If we may be allowed to continue with this metaphor, a fire won’t stay lit if the kindling isn’t strong. So the second facet of Meyer’s turnaround is to make sure each player in that locker room is capable of being on the field when needed.
“Number two is health of players and I can see the sports performance model being a positive so far. I know we get little dings here and there, but for the most part, our guys are utilizing it.”
Then comes the most important part; the actual spark. It can come on a single play or a series of events or sometimes—according to Meyer—simply from one guy lighting it for a teammate. He’s seen the beginnings of these sparks, giving him faith that soon one will have staying power.
“Michael Jordan said it in that documentary is that the Chicago Bulls struggled for years and years and all they needed was a spark…a spark is what? A spark is a great player making a great play. And how do you do that? It’s called competitive excellence. You do it in practice, you work it and you work to put the players in those positions.
“You evaluate the game last week, we could’ve been up 21-3. We missed a couple protections, DJ [Chark] was running 10 yards behind a guy, we got pressured and we didn’t get it out. So, just a spark by someone and we all witnessed it. Some sparks are relatively hard to have happen.
“And those 103-yard kick returns—how many times does that happen a year? I don’t know. I’m trying to think of the last time I had one on a team. 103 yards and that was DT, Daniel Thomas and so did Chapelle [Russell]. Obviously Ags [Jamal Agnew], that’s why we brought him here because he has the talent to do that. But here’s Chapelle running 100 yards down the field, leading them into the end zone.
“That’s a spark. A sack-fumble, interception, a third-down reception. And so, when that happens, that’s when the rock breaks.”
Meyer had four stops at the college level as a head coach. Three out of the four times, he was brought in to take over a team with a losing record the previous year. All four times, he manufactured winning and vastly improved records in his first year. Bowling Green went from 2-9 to 8-3 in Meyer’s first year. Utah improved from 5-6 to 10-2. The Florida Gators were 7-5 before Urban, then 9-3 in his first year (and won a National Championship his second year).

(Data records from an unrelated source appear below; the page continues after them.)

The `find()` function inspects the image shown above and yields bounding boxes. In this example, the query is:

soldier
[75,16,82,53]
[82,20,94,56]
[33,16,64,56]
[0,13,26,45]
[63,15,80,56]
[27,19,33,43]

At Ohio State, Meyer took a team that had been 6-7 in 2011, and in his first year, led them to an undefeated 12-0 record. They were ineligible for postseason play due to previous NCAA infractions. So it was two more years before Meyer was able to take the team to a 14-1 record with a National Championship. Suffice to say, he’s seen what it takes to set a model for a rebuild and see it come to fruition.
"We’re all working through it. Of course it’s different in college, I get that, I’m not trying to equate the two, but you take over a team that was 1-10, you take over a team that was 6-7, you take over a team that was 5-7, or you take over whatever it is. Yeah, it’s hard, it’s really, really hard. And I knew it was going to be hard, but like I said, my focus is on what—I’m not worried about what happened last year or the year before. I’m worried about the locker room, how’s our locker room going? Our locker room is fantastic. How’s the chemistry on the team? Fantastic. How’s our relationship amongst the coaching staff? Fantastic—working your you-know-whats off and that’s all I’m concerned about.”
While the NFL is a different animal the foundation remains the same. The secret ingredient? A spark. And if it comes from a defensive turnover, even better.